Di kabupaten Bojonegoro merupakan salah satu kabupaten yang ada di Jawa Timur yang masih mengembangkan tradisi membuat jajanan tape ketan ini.

Dengan seiringkan perkembangan zaman yang semakin modern mungkin akan semakin menciptakan motivasi berbagai jenis makanan dan jajanan. Tetapi diharapkan kita akan tetap mengenal dan mencintai jajanan tradisional yang sudah kita kenal sejak lama dan selain itu kita harus juga memperhatikan komposisi dan bahan yang akan digunakan dalam jajanan yang akan kita makan.

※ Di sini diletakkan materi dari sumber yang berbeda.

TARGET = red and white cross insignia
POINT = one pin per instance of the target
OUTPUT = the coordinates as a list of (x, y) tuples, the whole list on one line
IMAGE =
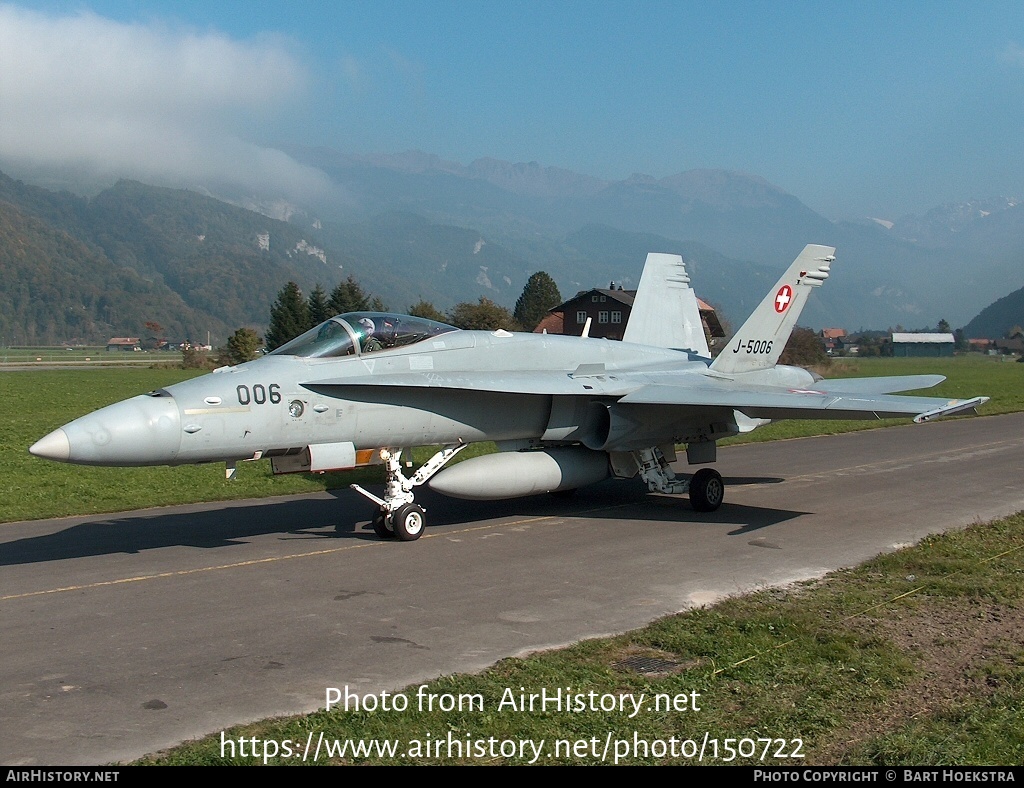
[(782, 298)]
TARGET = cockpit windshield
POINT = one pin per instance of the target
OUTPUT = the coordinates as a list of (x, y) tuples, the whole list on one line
[(360, 333)]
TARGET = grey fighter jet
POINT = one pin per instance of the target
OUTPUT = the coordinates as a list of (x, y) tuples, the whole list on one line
[(565, 411)]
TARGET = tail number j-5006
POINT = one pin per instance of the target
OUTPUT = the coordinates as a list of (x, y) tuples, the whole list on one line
[(754, 346), (259, 394)]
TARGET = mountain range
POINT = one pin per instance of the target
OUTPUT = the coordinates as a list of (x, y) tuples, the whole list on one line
[(413, 225)]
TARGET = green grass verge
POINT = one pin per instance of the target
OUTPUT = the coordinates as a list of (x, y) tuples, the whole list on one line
[(34, 402), (913, 657)]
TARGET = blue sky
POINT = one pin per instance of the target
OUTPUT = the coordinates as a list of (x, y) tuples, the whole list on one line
[(858, 108)]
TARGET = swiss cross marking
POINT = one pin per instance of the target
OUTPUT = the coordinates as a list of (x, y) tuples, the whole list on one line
[(782, 298)]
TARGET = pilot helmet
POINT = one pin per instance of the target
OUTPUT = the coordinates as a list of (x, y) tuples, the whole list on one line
[(368, 324)]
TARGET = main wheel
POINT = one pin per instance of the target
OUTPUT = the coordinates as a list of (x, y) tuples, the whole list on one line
[(707, 490), (382, 525), (409, 522)]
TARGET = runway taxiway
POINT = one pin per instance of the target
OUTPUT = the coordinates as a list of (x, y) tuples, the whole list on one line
[(129, 632)]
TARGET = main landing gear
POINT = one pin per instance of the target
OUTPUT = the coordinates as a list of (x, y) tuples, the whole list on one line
[(706, 486), (399, 517)]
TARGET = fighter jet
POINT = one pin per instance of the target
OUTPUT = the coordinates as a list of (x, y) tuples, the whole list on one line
[(565, 411)]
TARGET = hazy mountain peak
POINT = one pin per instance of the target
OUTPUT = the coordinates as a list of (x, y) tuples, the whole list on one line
[(721, 187), (531, 178)]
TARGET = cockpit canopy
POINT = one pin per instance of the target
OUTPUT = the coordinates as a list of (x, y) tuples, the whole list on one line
[(360, 333)]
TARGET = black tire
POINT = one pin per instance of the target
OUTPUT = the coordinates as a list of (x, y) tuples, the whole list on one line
[(707, 490), (409, 522), (382, 525)]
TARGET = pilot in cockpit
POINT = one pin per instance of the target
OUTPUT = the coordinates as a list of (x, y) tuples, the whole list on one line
[(370, 342)]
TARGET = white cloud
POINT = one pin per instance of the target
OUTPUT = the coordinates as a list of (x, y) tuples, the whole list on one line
[(143, 100)]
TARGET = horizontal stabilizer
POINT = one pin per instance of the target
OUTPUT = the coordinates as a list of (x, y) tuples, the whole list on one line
[(956, 406), (880, 385), (770, 402), (761, 340)]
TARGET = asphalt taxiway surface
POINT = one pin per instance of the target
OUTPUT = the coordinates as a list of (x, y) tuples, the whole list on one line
[(126, 633)]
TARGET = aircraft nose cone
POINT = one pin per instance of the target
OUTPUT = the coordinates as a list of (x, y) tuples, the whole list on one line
[(52, 446), (140, 431)]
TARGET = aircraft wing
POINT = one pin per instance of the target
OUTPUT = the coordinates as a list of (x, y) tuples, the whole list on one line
[(818, 402), (588, 380)]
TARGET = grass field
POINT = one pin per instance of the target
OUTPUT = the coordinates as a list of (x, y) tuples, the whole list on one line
[(912, 658), (34, 402)]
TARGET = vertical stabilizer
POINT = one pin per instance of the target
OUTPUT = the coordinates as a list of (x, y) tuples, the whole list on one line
[(665, 312), (762, 339)]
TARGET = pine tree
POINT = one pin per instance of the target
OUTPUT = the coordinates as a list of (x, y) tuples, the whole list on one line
[(320, 308), (349, 297), (538, 297), (426, 309), (289, 316), (242, 346), (483, 315)]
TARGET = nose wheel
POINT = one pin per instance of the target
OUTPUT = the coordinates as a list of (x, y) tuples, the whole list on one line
[(409, 522), (398, 517), (382, 525)]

Semakin alami bahan yang digunakan maka akan semakin menjamin kualitas kandungan gizi yang terdapat dalam makanan yang akan kita konsumsi.

Tape ketan dalam pincuk ini merupakan salah satu makanan yang tergolong dalam jajan pasar. Jajan pasar akan selalu dibutukan dalam tradisi orang jawa, sekaligus melestarikan makanan warisan nenek moyang kita.

Tape ketan hijau juga terdapat di daerah Cirebon. Malah disana sudah menjadi jajanan oleh oleh khas yang banyak dicari orang. Dan banyak tersedia di toko oleh oleh makanan khas Cirebon, sehingga mempunyai nilai ekonomis yang cukup tinggi.

Lain lagi kalau di daerah Lombok, tape ketan hijau ini juga merupakan salah makanan tradisional yang sakral. Salah satu munculnya makanan ini di Hari Raya Idul Fitri. Tape ketan hijau dimakan bersama jadah, dihidangkan bersama jajanan Hari Raya yang lain, yang menjadi idola para tamu.

Semoga kita selalu sehat, dan selalu bersyukur akan nikmat.